In data 31 gennaio 2022, la Commissione europea ha annunciato[1] l’apertura di un’indagine formale antitrust sulle pratiche di licenza e distribuzione di due imprese operanti nel settore della moda, Pierre Cardin e Ahlers, che potrebbero aver posto in essere accordi restrittivi della concorrenza incompatibili con l’articolo 101 del Trattato sul funzionamento dell’Unione europea (TFUE).
Pierre Cardin è una famosa casa di moda che concede in licenza il proprio marchio per la fabbricazione e la distribuzione dei prodotti omonimi. Ahlers è un’impresa tedesca ed il maggiore licenziatario dei prodotti Pierre Cardin nello Spazio economico europeo (SEE), ed opera sia al livello della fabbricazione che della distribuzione.

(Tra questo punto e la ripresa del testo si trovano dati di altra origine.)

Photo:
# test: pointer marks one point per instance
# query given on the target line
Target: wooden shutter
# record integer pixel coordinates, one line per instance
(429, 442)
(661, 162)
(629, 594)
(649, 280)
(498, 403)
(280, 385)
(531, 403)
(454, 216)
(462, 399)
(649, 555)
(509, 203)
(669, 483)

L’indagine è stata avviata sulla base delle risultanze di alcune ispezioni effettuate senza preavviso dalla Commissione in data 22 giugno 2021[2], nei locali di un’impresa tedesca il cui nome non è ancora stato rivelato. L’ispezione si inserisce nella più ampia cornice delle iniziative della Commissione focalizzate sulle restrizioni alle vendite transfrontaliere ed online di prodotti, considerate particolarmente dannose per il mercato unico e per lo sviluppo del commercio elettronico nell’Unione.
La Commissione europea ha concluso che le risultanze dell’ispezione giustificavano l’apertura di un’indagine sugli accordi di licenza e distribuzione tra Pierre Cardin e Ahlers, per verificare se le due imprese abbiano concorso in una strategia finalizzata a limitare le vendite transfrontaliere ed online di prodotti a marchio Pierre Cardin, così ostacolando le importazioni parallele nell’Unione, nonché le vendite di tali prodotti a specifici gruppi di clienti. I prodotti interessati dalle pratiche indagate includono capi di abbigliamento, calzature ed accessori. Al momento, la Commissione non ha fornito ulteriori dettagli sul contenuto degli accordi, né sulle ragioni specifiche sulle quali si fonda il sospetto di violazione dell’articolo 101 del TFUE.
Il comunicato stampa della Commissione evoca la possibilità che gli accordi indagati abbiano introdotto restrizioni ad importazioni parallele, come sottolineato anche dalla commissaria europea per la concorrenza Margrethe Vestager, che in una dichiarazione sull’indagine ha paventato i rischi di frammentazione del mercato unico derivanti dalle restrizioni alle importazioni parallele, e la necessità di prevenire l’instaurarsi di barriere al commercio tra Stati membri.
Come è noto, per importazione parallela si indica una situazione in cui dei prodotti sono importati in uno Stato membro da un altro Stato membro, utilizzando canali differenti dal network di distribuzione ufficiale stabilito dal produttore o licenziante. In attuazione del principio di libera circolazione delle merci nel mercato unico, le restrizioni alle importazioni parallele imposte tramite intese verticali sono di regola vietate, in quanto incompatibili con l’articolo 101 TFUE per i correlati rischi di ripartizione dei mercati nazionali, e sono state tradizionalmente qualificate come restrizioni per oggetto dalla Corte di Giustizia[3]. Tuttavia, delle restrizioni alle importazioni parallele potrebbero, in determinati casi, essere considerate compatibili con l’articolo 101 TFUE, in base ad una esenzione per categoria.[4].
Le restrizioni alle importazioni parallele possono essere di particolare importanza nel settore della moda, ove l’impiego di sistemi di distribuzione selettiva introdotti a tutela dell’immagine della marca sono frequenti, e potrebbero prestarsi ad un utilizzo improprio.
Si attendono gli ulteriori sviluppi dell’indagine, che sarà gestita centralmente dalla Commissione e non già a livello delle autorità di concorrenza nazionali.
[1] Per maggiori informazioni, si legga il comunicato stampa disponibile al seguente LINK.
[2] Per maggiori informazioni, si legga il comunicato stampa disponibile al seguente LINK.
[3] Si veda, come particolarmente significativa, la pronuncia della Corte di Giustizia nelle cause C‑501/06 P, C-513/06 P, C-515/06 P e C‑519/06 P, GlaxoSmithKline, punto n.59.
[4] Si veda, in particolare, l’articolo 4, lettera b), del Regolamento (UE) N. 330/2010 della Commissione del 20 aprile 2010 relativo all’applicazione dell’articolo 101, paragrafo 3, del trattato sul funzionamento dell’Unione europea a categorie di accordi verticali e pratiche concordate, GUUE L 102 del 23/04/2010.